This article is part of the supplement: Proceedings from the Great Lakes Bioinformatics Conference 2011

Open Access Proceedings

THINK Back: KNowledge-based Interpretation of High Throughput data

Fernando Farfán1*, Jun Ma2, Maureen A Sartor3, George Michailidis14 and Hosagrahar V Jagadish13

Author Affiliations

1 Computer Science and Engineering Department, University of Michigan, Ann Arbor, MI, USA

2 Department of Molecular and Human Genetics, Baylor College of Medicine, Houston, TX, USA

3 Center for Computational Medicine and Bioinformatics, University of Michigan, Ann Arbor, MI, USA

4 Department of Statistics, University of Michigan, Ann Arbor, MI, USA

For all author emails, please log on.

BMC Bioinformatics 2012, 13(Suppl 2):S4  doi:10.1186/1471-2105-13-S2-S4

Published: 13 March 2012

Abstract

Results of high throughput experiments can be challenging to interpret.

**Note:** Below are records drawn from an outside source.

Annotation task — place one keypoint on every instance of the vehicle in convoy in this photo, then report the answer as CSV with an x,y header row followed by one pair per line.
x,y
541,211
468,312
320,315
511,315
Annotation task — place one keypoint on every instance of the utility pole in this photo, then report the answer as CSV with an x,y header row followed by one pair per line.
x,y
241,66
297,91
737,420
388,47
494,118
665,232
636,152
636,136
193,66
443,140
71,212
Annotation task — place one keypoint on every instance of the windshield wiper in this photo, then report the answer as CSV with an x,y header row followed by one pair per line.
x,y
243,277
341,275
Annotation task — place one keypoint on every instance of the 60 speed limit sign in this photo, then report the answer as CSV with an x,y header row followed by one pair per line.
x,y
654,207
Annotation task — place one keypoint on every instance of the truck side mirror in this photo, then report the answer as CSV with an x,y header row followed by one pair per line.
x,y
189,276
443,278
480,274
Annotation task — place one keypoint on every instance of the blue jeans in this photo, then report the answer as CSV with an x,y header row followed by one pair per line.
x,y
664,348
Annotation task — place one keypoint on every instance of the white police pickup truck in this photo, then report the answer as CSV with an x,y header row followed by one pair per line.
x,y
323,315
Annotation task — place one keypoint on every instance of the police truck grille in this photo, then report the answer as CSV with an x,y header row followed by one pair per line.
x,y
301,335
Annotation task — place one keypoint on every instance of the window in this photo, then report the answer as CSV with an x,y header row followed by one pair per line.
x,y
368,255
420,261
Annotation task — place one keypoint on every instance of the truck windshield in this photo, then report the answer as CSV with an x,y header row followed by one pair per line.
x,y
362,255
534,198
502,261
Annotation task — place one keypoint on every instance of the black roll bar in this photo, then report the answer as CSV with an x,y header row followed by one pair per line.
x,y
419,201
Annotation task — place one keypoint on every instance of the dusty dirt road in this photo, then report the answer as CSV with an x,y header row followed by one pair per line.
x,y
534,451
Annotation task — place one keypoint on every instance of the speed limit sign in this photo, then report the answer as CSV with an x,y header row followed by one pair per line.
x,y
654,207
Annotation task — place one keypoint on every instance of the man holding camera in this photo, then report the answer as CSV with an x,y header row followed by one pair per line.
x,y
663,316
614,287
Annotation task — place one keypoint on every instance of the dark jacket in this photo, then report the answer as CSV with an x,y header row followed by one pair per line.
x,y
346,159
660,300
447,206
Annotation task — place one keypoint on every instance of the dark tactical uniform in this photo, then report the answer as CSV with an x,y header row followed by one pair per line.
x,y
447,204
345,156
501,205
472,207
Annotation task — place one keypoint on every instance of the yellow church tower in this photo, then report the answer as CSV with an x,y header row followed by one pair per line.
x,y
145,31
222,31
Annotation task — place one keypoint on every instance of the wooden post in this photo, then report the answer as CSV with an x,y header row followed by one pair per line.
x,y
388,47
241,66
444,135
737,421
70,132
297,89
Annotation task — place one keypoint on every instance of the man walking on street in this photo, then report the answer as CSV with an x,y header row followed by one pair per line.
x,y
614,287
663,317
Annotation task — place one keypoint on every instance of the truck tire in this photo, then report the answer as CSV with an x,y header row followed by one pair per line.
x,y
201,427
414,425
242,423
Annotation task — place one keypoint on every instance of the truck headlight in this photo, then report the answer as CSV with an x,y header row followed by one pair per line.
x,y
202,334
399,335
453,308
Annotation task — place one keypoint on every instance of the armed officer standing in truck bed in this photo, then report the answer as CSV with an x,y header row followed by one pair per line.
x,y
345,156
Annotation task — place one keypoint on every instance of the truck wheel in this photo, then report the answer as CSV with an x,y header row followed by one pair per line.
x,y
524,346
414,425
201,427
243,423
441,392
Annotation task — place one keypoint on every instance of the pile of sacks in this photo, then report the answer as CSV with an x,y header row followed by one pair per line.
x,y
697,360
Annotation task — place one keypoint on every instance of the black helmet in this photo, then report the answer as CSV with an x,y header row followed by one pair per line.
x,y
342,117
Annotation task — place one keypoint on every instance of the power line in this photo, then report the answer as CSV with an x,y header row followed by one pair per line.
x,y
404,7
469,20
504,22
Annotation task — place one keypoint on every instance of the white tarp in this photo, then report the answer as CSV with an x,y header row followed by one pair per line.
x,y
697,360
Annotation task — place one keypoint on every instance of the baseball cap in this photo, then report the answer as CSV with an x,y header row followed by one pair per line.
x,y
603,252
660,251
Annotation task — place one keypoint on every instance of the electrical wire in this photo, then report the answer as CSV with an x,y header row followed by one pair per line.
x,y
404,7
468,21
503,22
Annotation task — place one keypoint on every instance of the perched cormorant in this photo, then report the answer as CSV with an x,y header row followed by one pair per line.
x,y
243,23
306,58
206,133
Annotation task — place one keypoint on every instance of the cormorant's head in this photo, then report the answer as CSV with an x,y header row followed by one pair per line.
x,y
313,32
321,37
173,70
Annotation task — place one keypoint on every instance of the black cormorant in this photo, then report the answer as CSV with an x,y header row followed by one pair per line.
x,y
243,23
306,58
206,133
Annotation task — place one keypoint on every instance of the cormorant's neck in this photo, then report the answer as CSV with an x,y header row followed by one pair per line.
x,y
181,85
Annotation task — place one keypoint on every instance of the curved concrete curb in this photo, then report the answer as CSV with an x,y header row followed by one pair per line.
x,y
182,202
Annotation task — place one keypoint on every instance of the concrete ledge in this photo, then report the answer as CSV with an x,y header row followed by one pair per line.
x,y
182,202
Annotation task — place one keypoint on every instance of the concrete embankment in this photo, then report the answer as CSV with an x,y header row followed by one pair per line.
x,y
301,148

Current approaches have relied on bulk processing the set of expression levels, in conjunction with easily obtained external evidence, such as co-occurrence. While such techniques can be used to reason probabilistically, they are not designed to shed light on what any individual gene, or a network of genes acting together, may be doing. Our belief is that today we have the information extraction ability and the computational power to perform more sophisticated analyses that consider the individual situation of each gene. The use of such techniques should lead to qualitatively superior results.

The specific aim of this project is to develop computational techniques to generate a small number of biologically meaningful hypotheses based on observed results from high throughput microarray experiments, gene sequences, and next-generation sequences. Through the use of relevant known biomedical knowledge, as represented in published literature and public databases, we can generate meaningful hypotheses that will aide biologists to interpret their experimental data.

We are currently developing novel approaches that exploit the rich information encapsulated in biological pathway graphs. Our methods perform a thorough and rigorous analysis of biological pathways, using complex factors such as the topology of the pathway graph and the frequency in which genes appear on different pathways, to provide more meaningful hypotheses to describe the biological phenomena captured by high throughput experiments, when compared to other existing methods that only consider partial information captured by biological pathways.